Saleh has spent 24 years in the water industry, becoming director of water when FEWA was established in 2000. His role covers both production and distribution for Ajman, Fujairah, Ras al-Khaimah and Um al-Quwain, as well as rural parts of Sharjah.
“It is quite a geographical area,” says Saleh. “We have hamlets of 15 or 20 houses which we have to cover, which is quite costly, but we are doing that.”
It is a considerable challenge to supply to some of the more inland area’s of Saleh’s jurisdiction and, in addition to a number of decentralised desalination plants, FEWA is relying heavily on counterpart Abu Dhabi Water and Electricity Authority (ADWEA) to meet the needs of its residents and businesses.
“Recently we have been taking water from the Fujairah desalination plant,” Saleh explains. The project belongs to ADWEA despite operating on FEWA territory. “ADWEA invested money there. We have an agreement with them to take water there and we have a network connected to the main line.
“We are facing a big problem in areas which are removed from the sea where you cannot build desalination plants. Today, the utility (ADWEA) has a pipeline going from Fujairah to Al Ain – and we have several connections on that line, which has helped us a lot to solve this problem, to supply water to places like Dhayd and Manamah, which had scarcity in water supply.”
Saleh puts FEWA’s current offtake from ADWEA at around 10 million gallons per day (MIGD). “We are about to renew the contract and ask to increase those quantities according to our requirements,” he says. “But nothing has been signed yet. With our strategic plan, we intend to cover our needs from ADWEA and they are fully supporting FEWA’s requirement.”
In an expansion of the Fujairah water and power plant, Veolia subsidiary Sidem is to build a desalination plant at Qidfa with a capacity of 130 MIGD, scheduled for commissioning in the summer of 2010.
Saleh accepts that desalination is the only answer to satisfying the entire region’s water needs and points to ADWEA as an example for utilities to follow, due to good water management and efforts to reduce the impact of desalination on the environment. “Our situation is a bit unique,” he says. “In all of the Gulf countries there is no groundwater, no natural sources of water, so you have to go for desalination plants. That’s the only strategic goal that you have to achieve.
“ADWEA is a good model to copy. They have invested a lot of money in constructing desalination plants in the Gulf of Oman. The Arabian Gulf has a lot of desalination plants, which may have some hazardous effects on the marine life there. It is almost a closed sea.”

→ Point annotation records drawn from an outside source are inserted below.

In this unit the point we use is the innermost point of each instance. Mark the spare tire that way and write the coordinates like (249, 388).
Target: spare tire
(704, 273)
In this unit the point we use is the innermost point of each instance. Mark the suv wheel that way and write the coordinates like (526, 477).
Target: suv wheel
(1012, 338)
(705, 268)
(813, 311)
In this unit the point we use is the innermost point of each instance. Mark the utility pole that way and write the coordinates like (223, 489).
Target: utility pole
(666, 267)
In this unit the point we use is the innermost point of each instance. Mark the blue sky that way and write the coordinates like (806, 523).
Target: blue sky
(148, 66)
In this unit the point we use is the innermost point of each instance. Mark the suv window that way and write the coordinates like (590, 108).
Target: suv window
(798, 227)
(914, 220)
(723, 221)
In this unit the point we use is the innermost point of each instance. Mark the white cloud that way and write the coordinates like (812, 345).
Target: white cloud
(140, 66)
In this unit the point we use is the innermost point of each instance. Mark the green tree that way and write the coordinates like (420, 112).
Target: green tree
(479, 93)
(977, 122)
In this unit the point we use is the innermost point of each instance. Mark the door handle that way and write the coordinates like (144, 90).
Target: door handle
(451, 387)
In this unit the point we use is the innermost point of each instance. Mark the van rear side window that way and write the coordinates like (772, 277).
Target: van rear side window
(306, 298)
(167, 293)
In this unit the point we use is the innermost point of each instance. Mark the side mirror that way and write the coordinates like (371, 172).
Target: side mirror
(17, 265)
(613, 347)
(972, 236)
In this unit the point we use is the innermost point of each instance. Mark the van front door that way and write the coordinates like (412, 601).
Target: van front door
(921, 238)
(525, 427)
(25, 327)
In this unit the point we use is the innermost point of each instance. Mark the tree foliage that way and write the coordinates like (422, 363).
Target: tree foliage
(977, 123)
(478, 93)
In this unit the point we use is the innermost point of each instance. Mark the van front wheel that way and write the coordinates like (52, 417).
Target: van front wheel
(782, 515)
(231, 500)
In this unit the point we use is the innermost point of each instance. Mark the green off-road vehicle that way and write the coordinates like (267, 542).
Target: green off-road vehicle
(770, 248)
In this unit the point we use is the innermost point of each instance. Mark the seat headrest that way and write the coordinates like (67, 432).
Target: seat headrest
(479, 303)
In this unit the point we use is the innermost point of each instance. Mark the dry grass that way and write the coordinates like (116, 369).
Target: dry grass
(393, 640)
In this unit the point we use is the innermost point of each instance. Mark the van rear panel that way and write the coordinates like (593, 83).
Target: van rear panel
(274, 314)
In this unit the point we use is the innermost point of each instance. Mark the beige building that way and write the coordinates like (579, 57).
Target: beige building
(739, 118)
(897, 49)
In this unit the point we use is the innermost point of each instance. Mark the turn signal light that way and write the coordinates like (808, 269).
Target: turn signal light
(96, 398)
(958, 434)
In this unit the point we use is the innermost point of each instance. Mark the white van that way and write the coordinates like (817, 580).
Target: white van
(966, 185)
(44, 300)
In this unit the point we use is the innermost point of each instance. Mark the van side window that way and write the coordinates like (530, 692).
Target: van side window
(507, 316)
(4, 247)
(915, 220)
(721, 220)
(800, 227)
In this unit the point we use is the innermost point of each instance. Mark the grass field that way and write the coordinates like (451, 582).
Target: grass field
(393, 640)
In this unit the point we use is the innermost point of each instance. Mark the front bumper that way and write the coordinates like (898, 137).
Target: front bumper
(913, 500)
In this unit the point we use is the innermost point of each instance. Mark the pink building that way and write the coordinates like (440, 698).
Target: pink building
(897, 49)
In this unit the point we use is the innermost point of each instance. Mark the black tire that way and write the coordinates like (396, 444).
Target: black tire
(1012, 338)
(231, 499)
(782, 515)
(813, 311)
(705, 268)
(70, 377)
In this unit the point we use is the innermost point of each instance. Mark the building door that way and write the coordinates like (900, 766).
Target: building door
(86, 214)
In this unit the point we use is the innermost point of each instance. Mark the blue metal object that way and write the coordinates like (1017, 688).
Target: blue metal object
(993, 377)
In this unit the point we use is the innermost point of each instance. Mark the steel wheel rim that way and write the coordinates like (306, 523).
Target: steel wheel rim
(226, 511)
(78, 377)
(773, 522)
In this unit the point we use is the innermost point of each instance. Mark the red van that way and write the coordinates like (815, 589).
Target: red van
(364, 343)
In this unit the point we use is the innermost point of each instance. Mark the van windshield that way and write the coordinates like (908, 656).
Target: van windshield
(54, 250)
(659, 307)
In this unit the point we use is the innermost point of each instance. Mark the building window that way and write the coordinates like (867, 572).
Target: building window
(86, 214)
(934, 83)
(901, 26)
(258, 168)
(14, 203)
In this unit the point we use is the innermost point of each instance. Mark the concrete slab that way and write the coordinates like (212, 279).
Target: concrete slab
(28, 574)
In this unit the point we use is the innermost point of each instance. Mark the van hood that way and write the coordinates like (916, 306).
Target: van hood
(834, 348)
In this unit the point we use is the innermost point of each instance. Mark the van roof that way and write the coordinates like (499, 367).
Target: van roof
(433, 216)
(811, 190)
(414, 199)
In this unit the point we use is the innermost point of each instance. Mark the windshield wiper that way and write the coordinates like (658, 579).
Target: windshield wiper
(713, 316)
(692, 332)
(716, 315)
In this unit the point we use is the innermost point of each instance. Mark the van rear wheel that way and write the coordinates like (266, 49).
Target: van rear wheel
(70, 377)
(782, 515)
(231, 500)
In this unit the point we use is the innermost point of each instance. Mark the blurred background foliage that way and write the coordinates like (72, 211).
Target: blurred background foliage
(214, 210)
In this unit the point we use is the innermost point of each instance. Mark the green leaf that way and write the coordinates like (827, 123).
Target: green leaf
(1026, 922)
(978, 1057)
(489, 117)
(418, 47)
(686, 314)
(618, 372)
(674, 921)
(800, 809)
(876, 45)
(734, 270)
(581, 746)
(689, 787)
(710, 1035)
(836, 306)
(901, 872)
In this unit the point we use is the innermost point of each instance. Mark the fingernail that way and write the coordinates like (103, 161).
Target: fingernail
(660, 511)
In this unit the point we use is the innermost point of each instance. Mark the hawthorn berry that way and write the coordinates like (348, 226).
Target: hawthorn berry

FEWA is doing its best to reduce of the cost of its own desalination, installing pressure exchangers which cut the power consumption by almost half.
But perhaps there is still a lack of public awareness about just how costly it is to provide fresh water. Saleh feels the culture for conservation is not yet there. “Conservation is a trend everywhere in the world. Everybody is talking about it but on the ground, we do not feel it,” he says.
“We try to start from the schools with the young generation, so that they will have the culture for conservation, and know how scarcity will affect everybody if we are going to turn the tap on without thinking to get water. They should be aware of the procedures going on to get the water to that tap.”
As for encouraging businesses to be more economical with water, there needs to be accurate metering and meter reading – and Saleh believes some tariff restructuring could be a possible solution, with increased tariffs for high consumption, though specifics are still to be decided. “We have to review the tariff structure – when you consume more, you have to pay more,” says Saleh.
Looking ahead, FEWA’s strategy is simple. “There are shortages in some places – we try to bridge the gap by building new plants to meet that demand.”
As the international profile of the UAE grows bigger, the Northern Emirates will no doubt establish themselves more firmly on the map and FEWA will need to expand at an equal rate. With ADWEA’s support, it looks to be up to the task.